I knew that television wasn’t serving me. Sure, I could learn about plot points from well-executed shows. But more often than not I scrolled through my phone to catch up on the news, paying half-attention.
On residency, I remembered how much I enjoyed extended reading time. Having several hours a day to sit and read, uninterrupted, I could tap back into that sense of joy and wonder that's much harder to fall into when you're reading through a few pages in a day.
Before residency, I would have said I read often. I always have at least one book going on my nightstand, I read my book club's pick, and my wife and I read aloud to one another, so there'a a third book in the mix.
Since getting back from residency, I've been stricter about television watching. As often as not now, I'm likely to be propped up with a book while my wife watches something on Netflix. Or I'll watch one episode of something with her and then read.
Sure, there are those days when I want nothing more than to zone out in front of a silly show and go to sleep, but I'm finding balance and making space for activities that enrich me, challenge me, and prompt growth.
For me, television isn't one of those things.
Trust in the Process, or Get Up When the Words Aren't Getting on the Page
The writing process is just that, a process—and every writer's process is different. Some swear by elaborate warm-up rituals, reading and exercises, or only writing when "in the mood."
In Alaska, I became more in-tune with my writing process because I had 20 hours of daylight and few distractions, aside from my fellow residents, a pack of dogs, and the wild Alaskan landscape.
I got to take what I already knew about my writing process (namely, I'm a zombie in the morning so can't think creatively until I've had coffee) and play with it. Stretch it. Get curious about it.
Writing no longer had to be done in 45-minute chunks of time in between taking out the dogs and eating lunch. I could spend two hours getting together an outline or drafting a story. I could write until I got myself stuck, and I did.
Then a funny thing would happen. I would walk to the beach or ride my bike to the tidal flats. I'd put together a lunch salad or read a few pages of an anthology. I'd take the pressure off of coming up with a resolution to the problem and—inevitably, always—the answer would find me when I shifted focus. I'd return to the writing desk for another couple-hour session and the next time a creative block arose, I would not fight my way through it. Instead, I'd take a break and let my subconscious wrestle with things.

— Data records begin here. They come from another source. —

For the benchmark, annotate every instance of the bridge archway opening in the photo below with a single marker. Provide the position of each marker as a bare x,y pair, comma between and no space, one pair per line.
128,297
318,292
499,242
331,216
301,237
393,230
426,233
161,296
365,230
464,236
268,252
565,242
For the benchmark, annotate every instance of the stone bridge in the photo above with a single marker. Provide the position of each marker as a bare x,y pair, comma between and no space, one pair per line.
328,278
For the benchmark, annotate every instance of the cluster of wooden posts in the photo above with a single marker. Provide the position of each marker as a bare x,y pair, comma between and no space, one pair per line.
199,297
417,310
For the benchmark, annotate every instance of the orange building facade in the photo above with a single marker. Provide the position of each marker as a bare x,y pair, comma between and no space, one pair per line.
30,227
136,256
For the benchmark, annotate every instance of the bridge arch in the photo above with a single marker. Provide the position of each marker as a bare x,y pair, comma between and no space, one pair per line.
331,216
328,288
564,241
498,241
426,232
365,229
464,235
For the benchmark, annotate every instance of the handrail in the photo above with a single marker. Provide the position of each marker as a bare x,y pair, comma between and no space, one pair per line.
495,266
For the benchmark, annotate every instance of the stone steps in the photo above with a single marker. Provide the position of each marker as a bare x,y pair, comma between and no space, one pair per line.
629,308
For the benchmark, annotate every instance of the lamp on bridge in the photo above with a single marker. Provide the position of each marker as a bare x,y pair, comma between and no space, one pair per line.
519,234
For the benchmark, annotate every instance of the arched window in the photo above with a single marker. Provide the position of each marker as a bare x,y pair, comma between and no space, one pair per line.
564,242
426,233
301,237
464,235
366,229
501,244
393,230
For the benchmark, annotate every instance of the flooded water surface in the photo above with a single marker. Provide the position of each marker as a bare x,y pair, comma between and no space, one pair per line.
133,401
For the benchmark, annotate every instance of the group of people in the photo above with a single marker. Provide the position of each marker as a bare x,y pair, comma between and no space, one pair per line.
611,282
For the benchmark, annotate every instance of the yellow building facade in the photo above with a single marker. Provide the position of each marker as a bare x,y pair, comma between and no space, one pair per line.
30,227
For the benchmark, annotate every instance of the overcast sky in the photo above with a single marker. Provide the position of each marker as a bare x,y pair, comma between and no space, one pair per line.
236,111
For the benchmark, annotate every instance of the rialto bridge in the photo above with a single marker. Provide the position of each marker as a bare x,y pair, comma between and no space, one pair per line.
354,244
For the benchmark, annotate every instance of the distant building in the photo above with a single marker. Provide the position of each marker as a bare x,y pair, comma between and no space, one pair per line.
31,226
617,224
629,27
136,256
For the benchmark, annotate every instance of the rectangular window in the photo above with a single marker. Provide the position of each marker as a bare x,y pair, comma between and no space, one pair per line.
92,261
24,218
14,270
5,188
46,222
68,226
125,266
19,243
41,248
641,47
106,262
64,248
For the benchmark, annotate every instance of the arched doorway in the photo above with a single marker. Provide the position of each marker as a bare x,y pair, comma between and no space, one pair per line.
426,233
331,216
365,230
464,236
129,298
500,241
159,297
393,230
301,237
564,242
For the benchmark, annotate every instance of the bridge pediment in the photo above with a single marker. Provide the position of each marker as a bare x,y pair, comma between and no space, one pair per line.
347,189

Each time I found the answer I needed by taking a rest from the work, I came to see that the struggle—the writer's block, the scene that wouldn't come together, the uncertainty about a character's motive—was part of the process. I could not proceed because some part of the idea was off, and when my unthinking mind had worked it out, the way forward would be clear.
Now, I don’t force the writing. I don't get mad at myself because the writing is "not working" during the time I have to give it. I understand that the obstacles are part of the process, and I trust that a scene that won't come together today will resolve itself.